De Goïta à Goïta, qui redevient l’homme fort de Bamako, en passant par Bah N’Daw, que devient le Mali et sa transition? Quelle sera la réaction de la communauté internationale, les Etats-Unis ayant déjà suspendu l’aide militaire aux Forces armées maliennes, les FAMA, qui, pourtant ont plus que jamais besoin du nerf de la guerre, malmenées qu’elles le sont par les terroristes?

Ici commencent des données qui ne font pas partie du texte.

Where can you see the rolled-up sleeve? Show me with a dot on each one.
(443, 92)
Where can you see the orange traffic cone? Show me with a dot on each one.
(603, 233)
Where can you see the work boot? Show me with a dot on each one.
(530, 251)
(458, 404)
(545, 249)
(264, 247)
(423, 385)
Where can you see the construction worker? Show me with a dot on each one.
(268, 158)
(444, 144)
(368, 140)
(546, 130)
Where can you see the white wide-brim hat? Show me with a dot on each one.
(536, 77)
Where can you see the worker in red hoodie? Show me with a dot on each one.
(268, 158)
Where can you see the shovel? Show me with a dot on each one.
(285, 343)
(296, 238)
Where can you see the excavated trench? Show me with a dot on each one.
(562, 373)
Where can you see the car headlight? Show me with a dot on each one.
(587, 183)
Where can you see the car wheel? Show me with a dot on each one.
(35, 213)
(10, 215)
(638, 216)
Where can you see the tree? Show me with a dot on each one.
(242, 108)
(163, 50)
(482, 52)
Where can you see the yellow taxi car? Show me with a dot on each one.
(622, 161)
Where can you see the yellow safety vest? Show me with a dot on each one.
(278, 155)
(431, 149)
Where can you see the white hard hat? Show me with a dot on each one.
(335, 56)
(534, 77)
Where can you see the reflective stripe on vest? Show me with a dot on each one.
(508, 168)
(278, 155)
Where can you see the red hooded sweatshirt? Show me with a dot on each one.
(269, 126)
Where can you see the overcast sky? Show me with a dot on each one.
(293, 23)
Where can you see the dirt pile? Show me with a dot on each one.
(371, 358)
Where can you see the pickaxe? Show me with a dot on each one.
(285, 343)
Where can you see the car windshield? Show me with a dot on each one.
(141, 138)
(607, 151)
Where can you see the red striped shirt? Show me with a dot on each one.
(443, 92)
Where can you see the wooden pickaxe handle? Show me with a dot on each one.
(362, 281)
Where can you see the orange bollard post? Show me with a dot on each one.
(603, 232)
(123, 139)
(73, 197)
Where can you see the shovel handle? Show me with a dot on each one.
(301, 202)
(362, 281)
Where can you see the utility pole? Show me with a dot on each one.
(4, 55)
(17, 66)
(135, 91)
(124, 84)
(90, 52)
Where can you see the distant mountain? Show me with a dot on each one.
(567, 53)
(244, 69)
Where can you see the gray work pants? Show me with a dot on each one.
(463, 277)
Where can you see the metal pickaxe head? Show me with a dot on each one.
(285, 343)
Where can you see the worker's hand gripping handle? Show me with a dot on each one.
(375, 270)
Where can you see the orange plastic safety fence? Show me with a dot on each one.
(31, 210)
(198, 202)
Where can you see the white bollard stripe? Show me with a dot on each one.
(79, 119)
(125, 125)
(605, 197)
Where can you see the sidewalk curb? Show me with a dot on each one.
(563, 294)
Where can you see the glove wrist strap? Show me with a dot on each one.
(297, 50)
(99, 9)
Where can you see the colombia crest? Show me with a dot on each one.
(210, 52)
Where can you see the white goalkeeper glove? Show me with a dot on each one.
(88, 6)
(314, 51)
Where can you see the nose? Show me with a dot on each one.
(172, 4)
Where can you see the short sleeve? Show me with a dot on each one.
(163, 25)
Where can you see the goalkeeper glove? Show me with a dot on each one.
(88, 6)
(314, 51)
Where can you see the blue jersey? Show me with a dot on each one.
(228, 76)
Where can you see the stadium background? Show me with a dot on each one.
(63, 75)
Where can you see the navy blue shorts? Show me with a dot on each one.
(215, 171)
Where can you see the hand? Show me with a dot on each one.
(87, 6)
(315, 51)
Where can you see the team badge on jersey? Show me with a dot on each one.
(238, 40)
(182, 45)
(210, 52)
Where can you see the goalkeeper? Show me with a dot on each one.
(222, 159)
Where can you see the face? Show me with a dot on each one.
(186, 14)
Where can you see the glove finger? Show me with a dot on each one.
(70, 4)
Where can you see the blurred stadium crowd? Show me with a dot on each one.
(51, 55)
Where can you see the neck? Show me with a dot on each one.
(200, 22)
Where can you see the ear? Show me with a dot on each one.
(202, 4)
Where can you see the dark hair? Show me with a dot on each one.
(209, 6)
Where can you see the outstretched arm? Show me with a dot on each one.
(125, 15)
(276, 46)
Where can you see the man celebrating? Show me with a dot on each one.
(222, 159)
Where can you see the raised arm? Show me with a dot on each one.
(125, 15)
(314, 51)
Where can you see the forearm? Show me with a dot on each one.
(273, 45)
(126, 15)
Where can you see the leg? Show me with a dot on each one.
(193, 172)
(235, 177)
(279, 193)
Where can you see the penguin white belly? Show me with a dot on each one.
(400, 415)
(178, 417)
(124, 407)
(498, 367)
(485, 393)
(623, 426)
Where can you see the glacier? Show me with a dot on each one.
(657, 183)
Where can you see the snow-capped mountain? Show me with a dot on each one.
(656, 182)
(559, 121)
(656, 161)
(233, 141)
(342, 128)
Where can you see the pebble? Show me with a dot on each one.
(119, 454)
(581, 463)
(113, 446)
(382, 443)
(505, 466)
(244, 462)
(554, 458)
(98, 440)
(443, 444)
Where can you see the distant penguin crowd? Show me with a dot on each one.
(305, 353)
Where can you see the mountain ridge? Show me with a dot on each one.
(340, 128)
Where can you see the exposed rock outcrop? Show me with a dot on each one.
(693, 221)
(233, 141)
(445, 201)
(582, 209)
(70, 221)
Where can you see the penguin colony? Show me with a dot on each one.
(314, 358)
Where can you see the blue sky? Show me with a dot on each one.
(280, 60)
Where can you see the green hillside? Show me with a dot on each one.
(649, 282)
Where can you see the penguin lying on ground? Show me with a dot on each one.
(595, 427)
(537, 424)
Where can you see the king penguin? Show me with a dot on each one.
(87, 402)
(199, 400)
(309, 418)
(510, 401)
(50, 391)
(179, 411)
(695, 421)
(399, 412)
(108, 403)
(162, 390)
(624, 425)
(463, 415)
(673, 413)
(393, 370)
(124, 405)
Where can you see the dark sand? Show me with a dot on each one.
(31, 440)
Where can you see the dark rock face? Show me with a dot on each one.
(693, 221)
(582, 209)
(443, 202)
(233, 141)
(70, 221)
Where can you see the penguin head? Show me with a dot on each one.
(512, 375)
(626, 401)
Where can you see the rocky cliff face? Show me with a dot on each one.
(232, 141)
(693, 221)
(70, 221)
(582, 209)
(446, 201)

De quelle soutien dispose l’ex-junte, qui, après avoir mis à l’écart, le très populaire M5, est contraint de ravaler son crachat et de se retourner vers le mouvement qui avait largement contribué à la chute de IBK?
Pour essayer de rattraper les choses, Assimi Goïta puisera, probablement, à souhait, dans le vivier politique du M5-RFP pour former son gouvernement dont les bruits de couloir font de l’homme politique, leader du Mouvement patriotique pour le renouveau (MPR, opposition), ancien candidat à la présidentielle malienne de 2002, Choguel Maïga, le prochain Premier ministre. Mais ça reste que des bruits de couloir pour l’instant. Ce qui est certain, face à l’unanimité de la communauté internationale contre lui, Assimi Goïta a besoin d’un mouvement de soutien fort au Mali. Sans oublier que Bah N’Daw, colonel major, certes à la retraite garde certainement, lui aussi, son fan club dans l’armée malienne, et qui n’a pas encore dit son dernier mot.

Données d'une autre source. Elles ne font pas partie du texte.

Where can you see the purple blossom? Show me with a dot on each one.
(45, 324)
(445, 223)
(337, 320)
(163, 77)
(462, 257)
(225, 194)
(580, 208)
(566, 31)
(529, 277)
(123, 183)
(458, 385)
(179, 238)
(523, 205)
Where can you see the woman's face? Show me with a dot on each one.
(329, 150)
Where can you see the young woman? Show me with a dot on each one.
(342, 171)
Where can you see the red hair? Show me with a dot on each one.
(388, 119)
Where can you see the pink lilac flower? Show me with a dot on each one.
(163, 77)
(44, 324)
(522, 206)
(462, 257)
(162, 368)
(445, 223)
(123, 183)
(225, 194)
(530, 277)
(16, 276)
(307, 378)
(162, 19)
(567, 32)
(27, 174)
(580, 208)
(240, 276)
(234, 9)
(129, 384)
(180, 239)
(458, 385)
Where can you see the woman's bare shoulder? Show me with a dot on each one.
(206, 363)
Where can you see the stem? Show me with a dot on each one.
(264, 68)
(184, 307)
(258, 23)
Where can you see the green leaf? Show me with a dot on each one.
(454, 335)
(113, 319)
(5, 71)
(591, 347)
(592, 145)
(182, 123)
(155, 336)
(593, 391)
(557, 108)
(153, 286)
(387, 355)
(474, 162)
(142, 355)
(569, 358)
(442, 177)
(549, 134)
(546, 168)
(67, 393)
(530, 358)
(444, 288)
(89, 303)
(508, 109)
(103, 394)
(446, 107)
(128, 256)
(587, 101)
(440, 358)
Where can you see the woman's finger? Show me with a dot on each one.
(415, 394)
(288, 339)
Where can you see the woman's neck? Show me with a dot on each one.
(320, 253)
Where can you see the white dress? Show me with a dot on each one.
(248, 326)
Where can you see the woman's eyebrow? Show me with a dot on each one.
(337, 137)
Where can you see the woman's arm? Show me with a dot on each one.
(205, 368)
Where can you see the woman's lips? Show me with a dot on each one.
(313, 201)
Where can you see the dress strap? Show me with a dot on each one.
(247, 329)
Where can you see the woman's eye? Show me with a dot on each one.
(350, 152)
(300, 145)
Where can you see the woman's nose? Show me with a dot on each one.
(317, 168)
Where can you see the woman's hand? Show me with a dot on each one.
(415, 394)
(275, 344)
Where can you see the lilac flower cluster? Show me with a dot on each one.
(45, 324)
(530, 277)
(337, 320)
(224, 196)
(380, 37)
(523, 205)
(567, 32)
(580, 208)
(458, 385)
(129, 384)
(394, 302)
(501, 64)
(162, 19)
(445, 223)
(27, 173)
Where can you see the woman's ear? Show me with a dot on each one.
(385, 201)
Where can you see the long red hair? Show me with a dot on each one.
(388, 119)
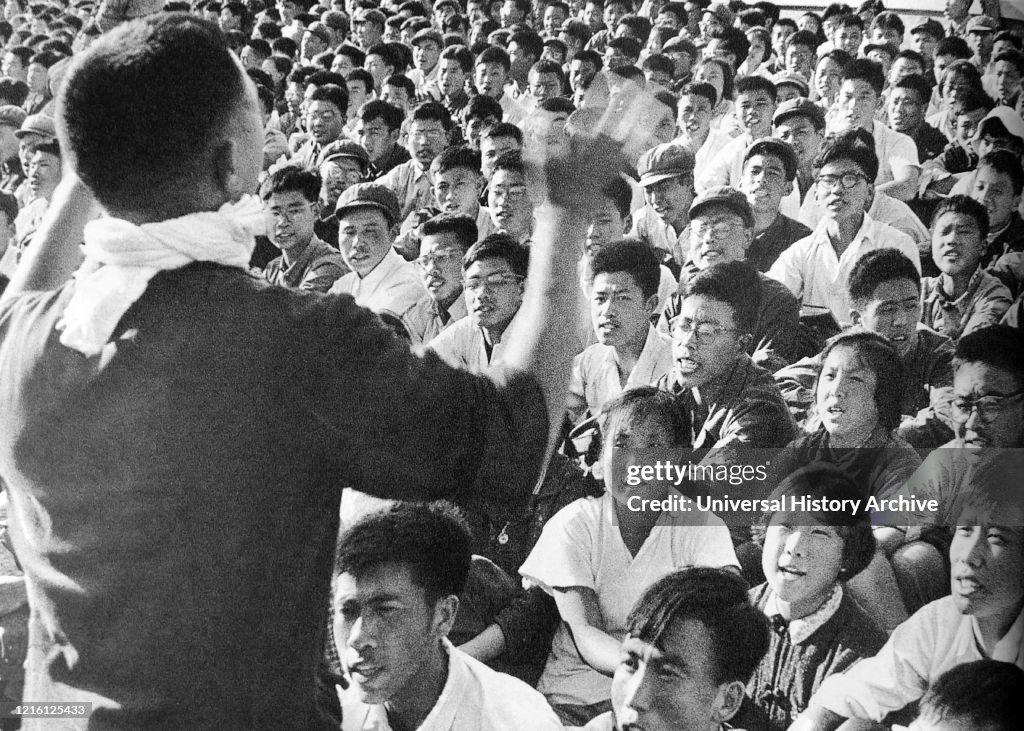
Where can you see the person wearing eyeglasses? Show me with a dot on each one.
(494, 275)
(306, 262)
(815, 268)
(444, 241)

Le Mali retourne-t-il résolument à la case départ? La transition, a-t-elle encore une chance de reprendre son cours normal pour aboutir à des élections ouvertes, au plus tard en mars 2022, après cette forte secousse tellurique, qui vient du volcanique Kati, camp militaire situé à une quinzaine de kilomètres de Bamako, et désormais passage obligé de chefs d’Etat maliens cueillis par les hommes en kaki? En tout cas, les prochaines heures de cette situation malienne très évolutive, seront bien riches en rebondissements. Ce qui est certain, le seul et unique enseignement de ce énième coup d’Etat au Mali, c’est que les militaires, au lieu de toujours prendre la vie politique en otage, doivent retourner dans leurs casernes et faire ce qu’ils connaissent le mieux, assurer la défense du territoire contre les agressions extérieures et les terroristes.